Fire and population dynamics of woody plants in a neotropical savanna: matrix model projections

INTRODUCTION

Humans have had a large impact on fire regimes of tropical savannas. At present, the moist savannas of Australia, Africa, Asia, and South America commonly burn at intervals of 1-3 yr (Eiten and Goodland 1979, Lacey et al. 1982, Trollope 1984, Coutinho 1990, Stott 1990, Menaut et al. 1991, Russell-Smith et al. 1997), primarily due to anthropogenic causes. There is little doubt that burning would be less frequent in the absence of humans, although it is uncertain what range of fire frequencies are natural for such savannas. In the savannas of the Brazilian cerrado, it has been estimated that burning intervals ranged from 3-10 yr under indigenous occupation (Ratter et al. 1973, Eiten 1975, Eiten and Goodland 1979).

Predicting the long-term effects of humans on savanna diversity and structure will require an understanding of the effects of fire on woody plants.
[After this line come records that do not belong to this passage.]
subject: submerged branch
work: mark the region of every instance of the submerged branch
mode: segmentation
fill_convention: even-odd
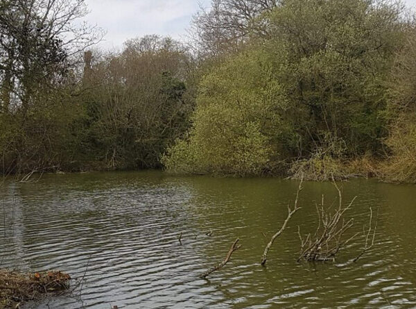
[[[299,188],[297,189],[297,192],[296,193],[296,199],[295,200],[295,206],[293,207],[293,209],[291,209],[291,207],[288,206],[288,216],[286,220],[284,220],[281,228],[277,231],[277,233],[276,233],[275,235],[273,235],[273,236],[272,236],[270,241],[268,242],[268,244],[267,244],[266,248],[264,248],[264,252],[263,253],[263,256],[261,256],[261,260],[260,262],[262,266],[264,266],[266,265],[266,262],[267,262],[267,255],[268,254],[268,251],[273,245],[273,242],[275,242],[276,238],[277,238],[283,233],[288,224],[288,222],[293,216],[293,215],[295,215],[295,213],[296,213],[297,210],[301,209],[300,207],[297,206],[297,201],[299,201],[299,193],[302,190],[302,183],[303,180],[301,180],[300,183],[299,185]]]
[[[200,275],[200,277],[202,278],[202,279],[205,279],[205,278],[207,278],[208,276],[209,276],[214,272],[216,272],[217,270],[220,270],[221,268],[223,268],[225,265],[225,264],[227,264],[229,261],[232,254],[235,251],[239,249],[240,247],[241,247],[241,245],[237,244],[239,240],[240,240],[239,238],[237,238],[233,242],[232,245],[231,246],[231,248],[229,248],[229,250],[228,251],[228,253],[227,253],[227,256],[225,256],[225,258],[224,259],[224,260],[223,262],[219,263],[218,265],[209,269],[208,270],[207,270],[207,272],[205,272],[204,274]]]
Woody cover plays an important role in nutrient cycling (Kellman 1979, Belsky et al. 1989, Isichei and Muoghalu 1992, Mordelet et al. 1993, Archer 1995), soil carbon storage (Belsky et al. 1989, Weltzin and Coughenour 1990, Dunham 1991, Garcia-Miragaya et al. 1994, Scholes and Archer 1997), seedling establishment (Kellman and Miyanishi 1982, Kellman 1985, Bowman and Panton 1993, Hoffmann 1996a), and the distribution of animals (Dall'Aglio 1992, Alho 1994), so changes in woody plant density can have widespread effects on savanna ecology. However, predicting the effects of fire on woody-plant dynamics is complicated by the need to consider interspecific variability in fire sensitivity, as well as temporal variation in fire frequency.

The difficulty in predicting the effects of burning on populations is largely due to the complexity of fire effects. Fire simultaneously affects sexual reproduction, vegetative reproduction, seedling establishment, individual size, growth, and mortality. These effects interact to alter the growth rate of a population, complicating attempts to determine which plant traits are most important for determining success or failure under a particular fire regime. Matrix population models are a valuable tool for predicting population responses to burning and for determining which demographic traits are critical for long-term success in frequently burned savannas (Silva et al. 1991, Canales et al. 1994, Caswell and Kaye 1996). In this paper, I use matrix population models to address the following questions for five species of woody plants of the savannas of the Brazilian cerrado:

How does fire frequency affect the population growth rate of woody plants of the cerrado? - The relationship between fire frequency and population growth rate will determine whether a species will decline toward extinction or become abundant under a particular fire regime. The range of fire frequencies that permit positive population growth is particularly important, as this will determine how well a species can cope with long-term changes in fire frequency. If each species is able to persist only under a narrow range of fire frequencies, we would expect large shifts in species composition in response to changes in fire frequency. However, if many cerrado species are able to maintain relatively stable populations under a wide range of fire frequencies, we should expect high ecosystem resilience (sensu Holling 1973).

How does fire frequency affect the mean individual size? - Within a species, individual size may span several orders of magnitude. Even if burning were to have little effect on population size, shifts in the size distribution can have large effects on the physical structure of cerrado vegetation. Understanding the long-term effects of burning upon woody cover may be just as valuable as understanding the effects upon numbers of individuals.

Is there a trade-off between fire tolerance and success in unburned conditions? - Species in fire-prone ecosystems exhibit a diversity of adaptations to burning, such as large carbohydrate reserves (Miyanishi and Kellman 1986, Bowen and Pate 1993, Bell et al, 1996) and thick bark (Landers 1991). Such traits require resources that could otherwise be allocated for reproduction or resource capture, so they may limit population growth in the absence of fire. I hypothesized that there is a negative relationship between success under frequent burning and success under protection from fire.

Which demographic parameters contribute most to the overall effect of burning on population growth? - Fire has an impact on all components of the life cycle of the study species, thus changing the population growth rate. We do not know which demographic parameters contribute most to this change in the population growth rate. A large effect of fire upon a particular demographic parameter cannot be taken as proof that the population growth rate will be greatly affected. The impact upon population growth rate also depends upon the sensitivity of the population growth rate to changes in the particular demographic parameter.